Faulkner’s mouth quivered, as if about to say something, but no words came out.
‘Must have been someone else driving,’ he said a few moments later, in a voice lacking conviction.
‘Did you report it stolen? I know we haven’t seen anything on our system. Am I right, DS Neal?’
‘Yes, sir, you are.’
‘It hasn’t been nicked,’ Faulkner said. ‘It’s outside if you wanna take a look.’
‘If it wasn’t stolen, how else do you explain someone else driving your car without your knowledge?’
‘I…I don’t know.’
Henderson removed another picture from the file. ‘This looks like you behind the wheel.’
The expression on Faulkner’s face told Henderson everything he needed to know.
‘Mr Faulkner, telling my officers lies not only wastes police time but pisses me off, and when I’m pissed of
f I’m more likely to throw you in a cell than talk to you.
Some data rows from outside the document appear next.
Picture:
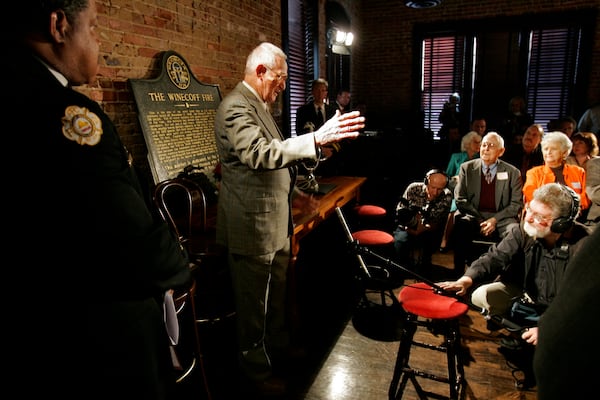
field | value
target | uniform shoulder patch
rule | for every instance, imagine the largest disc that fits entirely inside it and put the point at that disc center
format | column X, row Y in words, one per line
column 82, row 126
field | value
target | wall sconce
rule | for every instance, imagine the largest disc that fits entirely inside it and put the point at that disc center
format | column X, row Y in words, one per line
column 422, row 3
column 342, row 37
column 340, row 41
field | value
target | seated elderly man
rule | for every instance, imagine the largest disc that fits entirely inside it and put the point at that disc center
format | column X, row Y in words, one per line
column 488, row 197
column 530, row 262
column 421, row 216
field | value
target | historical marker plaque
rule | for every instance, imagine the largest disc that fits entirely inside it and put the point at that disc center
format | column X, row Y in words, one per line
column 177, row 114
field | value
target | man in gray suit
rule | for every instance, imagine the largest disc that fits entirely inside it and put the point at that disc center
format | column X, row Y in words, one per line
column 489, row 198
column 254, row 219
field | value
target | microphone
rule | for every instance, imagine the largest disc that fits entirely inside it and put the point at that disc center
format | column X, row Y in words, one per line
column 351, row 240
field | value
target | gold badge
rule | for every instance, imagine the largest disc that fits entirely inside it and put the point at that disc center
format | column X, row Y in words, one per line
column 81, row 125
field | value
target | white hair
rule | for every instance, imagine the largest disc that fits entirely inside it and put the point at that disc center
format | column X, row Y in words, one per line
column 265, row 53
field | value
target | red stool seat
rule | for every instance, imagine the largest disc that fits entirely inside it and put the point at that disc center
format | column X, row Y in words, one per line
column 373, row 237
column 439, row 314
column 420, row 299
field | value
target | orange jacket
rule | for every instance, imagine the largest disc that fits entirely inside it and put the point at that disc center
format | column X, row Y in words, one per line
column 540, row 175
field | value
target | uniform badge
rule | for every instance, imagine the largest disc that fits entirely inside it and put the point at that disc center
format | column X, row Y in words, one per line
column 81, row 125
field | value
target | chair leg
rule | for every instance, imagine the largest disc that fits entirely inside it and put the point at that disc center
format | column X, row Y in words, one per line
column 400, row 376
column 403, row 372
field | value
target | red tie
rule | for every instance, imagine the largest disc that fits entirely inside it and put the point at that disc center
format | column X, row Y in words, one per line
column 320, row 115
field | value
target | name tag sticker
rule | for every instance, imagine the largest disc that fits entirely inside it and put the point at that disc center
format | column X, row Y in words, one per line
column 502, row 176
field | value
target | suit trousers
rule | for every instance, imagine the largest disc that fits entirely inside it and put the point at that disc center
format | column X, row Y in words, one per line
column 260, row 283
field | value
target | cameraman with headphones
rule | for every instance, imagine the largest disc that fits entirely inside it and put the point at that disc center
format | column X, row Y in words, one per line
column 528, row 265
column 421, row 216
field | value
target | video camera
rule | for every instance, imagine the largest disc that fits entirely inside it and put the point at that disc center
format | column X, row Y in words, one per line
column 408, row 216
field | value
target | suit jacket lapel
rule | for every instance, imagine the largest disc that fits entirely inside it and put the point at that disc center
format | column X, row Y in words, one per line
column 264, row 116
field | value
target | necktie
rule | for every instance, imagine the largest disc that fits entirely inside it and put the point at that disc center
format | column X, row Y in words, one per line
column 320, row 115
column 488, row 175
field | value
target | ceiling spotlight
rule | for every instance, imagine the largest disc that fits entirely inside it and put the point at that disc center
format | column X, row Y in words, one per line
column 422, row 3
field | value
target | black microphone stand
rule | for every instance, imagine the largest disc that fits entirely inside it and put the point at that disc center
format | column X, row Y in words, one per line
column 360, row 250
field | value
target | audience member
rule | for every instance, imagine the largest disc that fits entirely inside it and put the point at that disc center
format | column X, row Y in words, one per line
column 95, row 256
column 592, row 190
column 469, row 150
column 556, row 146
column 420, row 216
column 566, row 125
column 526, row 268
column 516, row 121
column 528, row 153
column 488, row 197
column 254, row 219
column 479, row 125
column 563, row 363
column 585, row 147
column 590, row 120
column 342, row 100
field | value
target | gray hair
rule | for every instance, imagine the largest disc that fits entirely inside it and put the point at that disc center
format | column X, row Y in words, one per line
column 467, row 139
column 265, row 54
column 559, row 138
column 498, row 137
column 555, row 196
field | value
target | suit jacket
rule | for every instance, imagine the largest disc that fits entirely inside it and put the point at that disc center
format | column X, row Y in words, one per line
column 258, row 174
column 509, row 195
column 574, row 178
column 79, row 219
column 306, row 114
column 592, row 188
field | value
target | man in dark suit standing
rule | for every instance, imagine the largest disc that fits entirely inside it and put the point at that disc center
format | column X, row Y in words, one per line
column 311, row 116
column 96, row 263
column 254, row 219
column 489, row 198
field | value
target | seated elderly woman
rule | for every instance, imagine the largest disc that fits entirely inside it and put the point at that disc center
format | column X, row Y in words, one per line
column 585, row 147
column 556, row 147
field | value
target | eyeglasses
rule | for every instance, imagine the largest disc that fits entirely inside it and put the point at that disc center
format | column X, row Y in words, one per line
column 540, row 219
column 488, row 144
column 279, row 77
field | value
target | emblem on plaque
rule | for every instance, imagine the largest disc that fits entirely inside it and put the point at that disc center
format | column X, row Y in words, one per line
column 178, row 72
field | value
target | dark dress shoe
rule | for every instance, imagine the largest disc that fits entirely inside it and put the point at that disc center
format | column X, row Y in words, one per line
column 270, row 387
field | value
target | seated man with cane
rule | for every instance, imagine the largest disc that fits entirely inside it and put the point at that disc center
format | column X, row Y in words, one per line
column 526, row 268
column 421, row 216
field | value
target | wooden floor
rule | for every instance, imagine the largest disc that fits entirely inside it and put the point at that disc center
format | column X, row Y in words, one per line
column 351, row 355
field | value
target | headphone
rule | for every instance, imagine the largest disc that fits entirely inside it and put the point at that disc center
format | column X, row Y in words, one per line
column 561, row 224
column 433, row 172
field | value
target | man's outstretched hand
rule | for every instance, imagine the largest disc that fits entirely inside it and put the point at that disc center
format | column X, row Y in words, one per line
column 339, row 127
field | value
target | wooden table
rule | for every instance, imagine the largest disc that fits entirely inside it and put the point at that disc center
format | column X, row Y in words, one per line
column 347, row 188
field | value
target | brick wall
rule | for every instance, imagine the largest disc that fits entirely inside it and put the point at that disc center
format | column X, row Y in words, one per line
column 383, row 54
column 215, row 36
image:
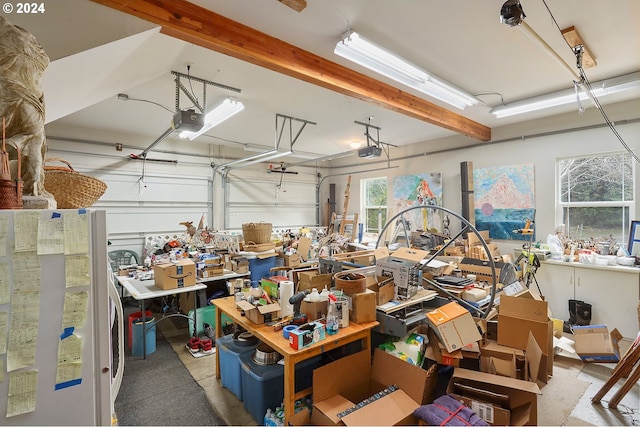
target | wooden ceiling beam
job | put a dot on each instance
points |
(573, 38)
(200, 26)
(297, 5)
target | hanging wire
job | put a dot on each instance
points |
(150, 102)
(584, 82)
(627, 412)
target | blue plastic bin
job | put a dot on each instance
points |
(137, 348)
(229, 356)
(263, 386)
(260, 267)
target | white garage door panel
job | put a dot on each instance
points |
(253, 200)
(145, 220)
(156, 189)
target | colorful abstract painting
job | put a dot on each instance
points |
(504, 200)
(423, 189)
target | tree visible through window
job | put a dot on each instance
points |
(596, 196)
(374, 204)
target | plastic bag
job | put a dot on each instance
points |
(555, 247)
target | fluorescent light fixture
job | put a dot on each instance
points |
(275, 155)
(228, 108)
(361, 51)
(599, 89)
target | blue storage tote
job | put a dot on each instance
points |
(229, 357)
(206, 315)
(263, 385)
(260, 267)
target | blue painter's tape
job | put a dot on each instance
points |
(68, 384)
(67, 332)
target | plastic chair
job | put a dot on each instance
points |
(122, 257)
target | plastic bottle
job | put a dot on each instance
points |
(314, 296)
(332, 320)
(270, 418)
(286, 292)
(324, 295)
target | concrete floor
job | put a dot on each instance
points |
(565, 400)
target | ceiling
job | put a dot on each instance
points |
(98, 52)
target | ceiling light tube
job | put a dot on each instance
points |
(255, 156)
(361, 51)
(266, 159)
(227, 109)
(602, 88)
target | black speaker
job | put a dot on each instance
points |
(466, 178)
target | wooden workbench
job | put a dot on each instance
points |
(275, 339)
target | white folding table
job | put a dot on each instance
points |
(142, 290)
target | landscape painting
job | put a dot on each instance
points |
(414, 190)
(504, 201)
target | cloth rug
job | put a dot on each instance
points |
(561, 394)
(160, 391)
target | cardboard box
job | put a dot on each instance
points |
(362, 306)
(175, 275)
(352, 379)
(240, 265)
(491, 413)
(313, 279)
(519, 397)
(459, 358)
(410, 348)
(260, 314)
(315, 310)
(383, 287)
(126, 271)
(595, 344)
(291, 260)
(405, 268)
(519, 315)
(306, 335)
(454, 325)
(304, 244)
(211, 270)
(501, 360)
(481, 269)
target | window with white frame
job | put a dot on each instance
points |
(373, 205)
(596, 196)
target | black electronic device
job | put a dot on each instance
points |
(370, 152)
(296, 301)
(188, 120)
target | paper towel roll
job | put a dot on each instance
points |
(286, 292)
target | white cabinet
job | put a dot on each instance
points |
(613, 292)
(557, 286)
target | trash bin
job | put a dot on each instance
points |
(132, 317)
(148, 323)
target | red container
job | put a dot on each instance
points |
(132, 318)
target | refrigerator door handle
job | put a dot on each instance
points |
(117, 379)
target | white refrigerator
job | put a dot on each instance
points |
(56, 312)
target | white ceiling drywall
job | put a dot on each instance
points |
(97, 52)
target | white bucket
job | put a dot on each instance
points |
(340, 307)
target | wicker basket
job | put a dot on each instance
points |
(350, 282)
(253, 247)
(257, 232)
(71, 189)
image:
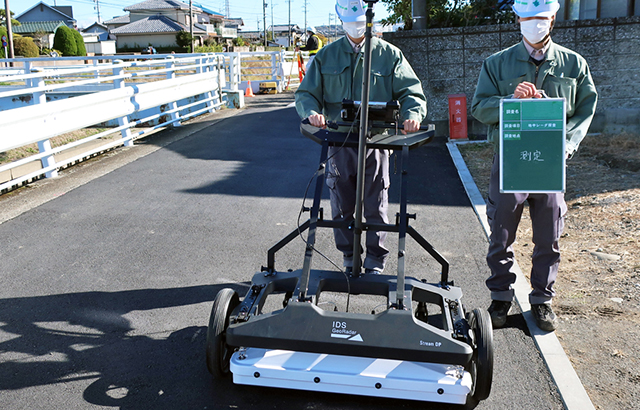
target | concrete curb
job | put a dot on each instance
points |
(571, 390)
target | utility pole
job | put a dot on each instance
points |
(289, 1)
(306, 3)
(264, 19)
(191, 24)
(9, 31)
(98, 10)
(273, 36)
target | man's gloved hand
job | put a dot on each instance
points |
(317, 120)
(526, 90)
(410, 126)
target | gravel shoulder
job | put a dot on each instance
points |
(598, 288)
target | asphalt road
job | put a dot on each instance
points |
(106, 285)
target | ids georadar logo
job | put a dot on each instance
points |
(340, 331)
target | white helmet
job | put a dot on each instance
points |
(350, 11)
(536, 8)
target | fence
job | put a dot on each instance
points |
(118, 92)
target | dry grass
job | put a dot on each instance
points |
(32, 149)
(598, 287)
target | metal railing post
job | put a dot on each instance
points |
(124, 120)
(39, 97)
(175, 115)
(209, 67)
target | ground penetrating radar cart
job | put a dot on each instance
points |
(422, 346)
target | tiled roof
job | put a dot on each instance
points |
(153, 24)
(34, 26)
(159, 5)
(118, 20)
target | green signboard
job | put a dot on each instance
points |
(532, 145)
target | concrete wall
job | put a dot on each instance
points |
(448, 61)
(143, 40)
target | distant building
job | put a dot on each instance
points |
(41, 22)
(97, 40)
(156, 23)
(42, 12)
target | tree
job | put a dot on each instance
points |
(81, 50)
(25, 47)
(451, 13)
(183, 39)
(400, 12)
(3, 18)
(65, 41)
(39, 38)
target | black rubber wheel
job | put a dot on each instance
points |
(218, 352)
(481, 366)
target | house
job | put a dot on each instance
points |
(42, 32)
(156, 23)
(117, 22)
(97, 40)
(41, 22)
(42, 12)
(285, 34)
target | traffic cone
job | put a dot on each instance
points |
(248, 92)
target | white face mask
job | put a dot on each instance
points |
(535, 30)
(355, 29)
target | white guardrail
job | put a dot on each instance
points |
(118, 93)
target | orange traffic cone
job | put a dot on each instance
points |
(248, 92)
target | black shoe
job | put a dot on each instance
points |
(544, 316)
(498, 311)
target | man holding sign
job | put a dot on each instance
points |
(533, 68)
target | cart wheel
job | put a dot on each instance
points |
(481, 366)
(218, 352)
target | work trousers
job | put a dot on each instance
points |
(341, 179)
(504, 212)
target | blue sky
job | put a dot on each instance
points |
(249, 10)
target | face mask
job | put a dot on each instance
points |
(355, 29)
(535, 30)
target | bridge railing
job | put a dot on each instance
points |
(120, 94)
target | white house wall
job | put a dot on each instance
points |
(143, 40)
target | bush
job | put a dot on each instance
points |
(25, 47)
(216, 48)
(81, 49)
(65, 41)
(183, 39)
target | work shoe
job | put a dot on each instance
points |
(498, 311)
(544, 316)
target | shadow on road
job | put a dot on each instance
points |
(66, 338)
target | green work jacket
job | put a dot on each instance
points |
(564, 73)
(336, 74)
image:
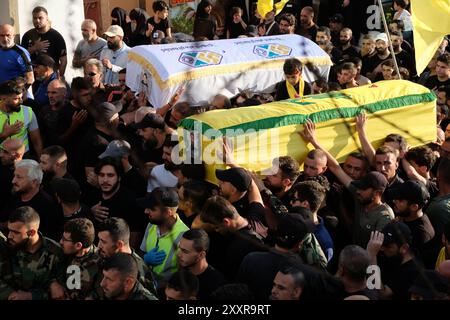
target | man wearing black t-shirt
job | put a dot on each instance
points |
(44, 39)
(192, 255)
(159, 21)
(114, 200)
(442, 77)
(26, 189)
(238, 239)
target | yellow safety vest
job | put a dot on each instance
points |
(169, 243)
(25, 115)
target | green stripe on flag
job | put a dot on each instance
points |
(320, 116)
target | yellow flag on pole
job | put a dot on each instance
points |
(265, 6)
(431, 22)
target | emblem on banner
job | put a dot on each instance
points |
(271, 50)
(200, 58)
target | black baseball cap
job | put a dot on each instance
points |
(339, 18)
(44, 60)
(373, 179)
(68, 190)
(238, 177)
(160, 197)
(151, 120)
(413, 191)
(397, 232)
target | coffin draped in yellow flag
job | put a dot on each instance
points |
(431, 23)
(261, 133)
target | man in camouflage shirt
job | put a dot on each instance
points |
(81, 268)
(120, 279)
(29, 262)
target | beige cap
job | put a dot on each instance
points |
(114, 31)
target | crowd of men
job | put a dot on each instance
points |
(92, 205)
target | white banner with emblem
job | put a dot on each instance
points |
(207, 68)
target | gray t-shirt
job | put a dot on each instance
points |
(368, 221)
(85, 49)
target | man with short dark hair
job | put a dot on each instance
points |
(120, 280)
(163, 233)
(409, 199)
(442, 77)
(285, 170)
(77, 242)
(239, 240)
(294, 86)
(29, 262)
(307, 28)
(352, 270)
(192, 256)
(114, 200)
(114, 237)
(44, 39)
(288, 284)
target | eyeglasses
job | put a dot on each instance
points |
(65, 240)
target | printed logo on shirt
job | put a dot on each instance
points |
(271, 50)
(198, 59)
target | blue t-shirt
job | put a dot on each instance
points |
(14, 62)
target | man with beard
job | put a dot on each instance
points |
(91, 45)
(120, 280)
(77, 243)
(409, 199)
(163, 233)
(287, 24)
(131, 179)
(114, 57)
(347, 75)
(285, 171)
(371, 213)
(27, 192)
(44, 73)
(348, 50)
(15, 61)
(17, 121)
(192, 255)
(399, 267)
(323, 39)
(163, 175)
(307, 27)
(372, 65)
(115, 200)
(44, 39)
(95, 141)
(114, 237)
(29, 262)
(48, 115)
(153, 131)
(403, 58)
(11, 152)
(53, 163)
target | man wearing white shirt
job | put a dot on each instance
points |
(114, 57)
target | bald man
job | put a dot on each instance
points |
(48, 115)
(15, 61)
(90, 46)
(11, 151)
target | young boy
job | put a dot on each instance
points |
(294, 86)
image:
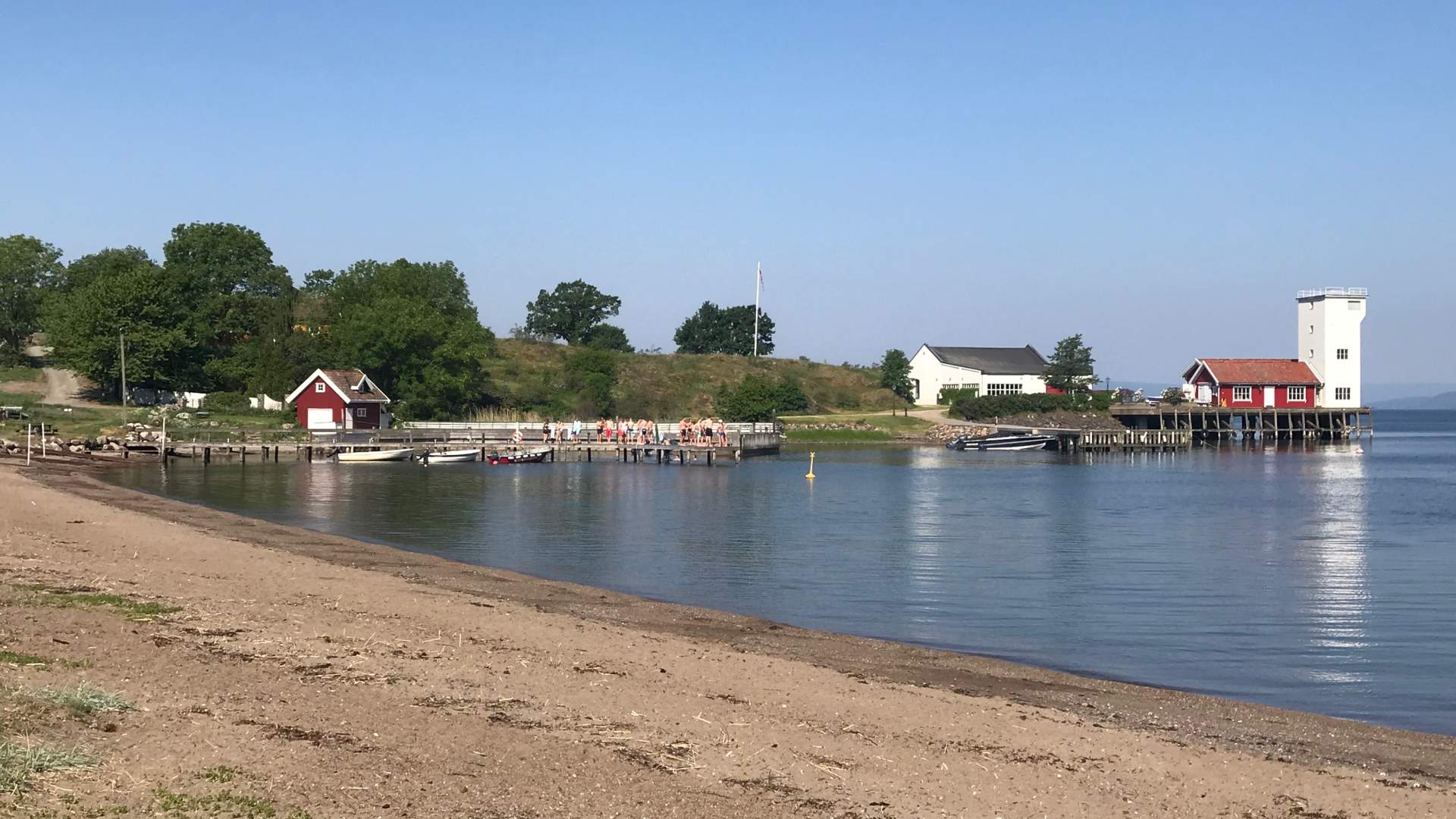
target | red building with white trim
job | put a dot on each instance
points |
(1280, 384)
(340, 400)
Understand?’
‘Yes.’
‘I shouldn’t need to remind you, this is a murder investigation and if I don’t hear the truth now I’ll charge you with obstruction.’
Faulkner let out a long sigh. He’d been rumbled and he knew it.
‘There’s this guy who lives across the road from Gemma, Barry Wilkinson is his name. Gemma says he fancies her, like. He’s always staring at her out of his window, and he’s there when she walks to the local shops. He hassles her and asks her to go out with him. He drinks at this club in Uckfield. I waited for him to come out, as I wanted a quiet word.’
‘Are you sure this was all you were planning?’
‘Yeah, I wanted to warn him off, like, make sure he knew Gemma was mine and not his.’
‘He’s in hospital with a fractured nose, perforated eardrum, and a couple of broken ribs. I don’t call that a quiet word.’
‘The discussion sort of, you know, got out of hand.’
‘I’ll say.’
‘Wilkinson, he starts getting arsey wi’ me, saying he was a better man than me and all this crap. I gave him a thump, to shut him up, like, but he kept at it, telling me I was a loser, my car was a heap of shite, I had a small dick, all of that. So I thumped him again.’
The detectives left the vineyard twenty minutes later, leaving a contrite Brian Faulkner to await his fate. Henderson would report his findings to the officer investigating the Uckfield assault and let them decide what action to take. If Faulkner was in a position to offer them an insight into the Beech murder, he might have used the opportunity to gain some leverage on the impending assault charge, but he didn’t.
A new criminal conviction to add to the one Faulkner already possessed could push Simon Radcliffe over the edge and encourage him to sack him. This would be unfortunate, as it looked like he had a good job in what was a successful and growing business, although Faulkner’s victim, Barry Wilkinson, might have a different take on the situation.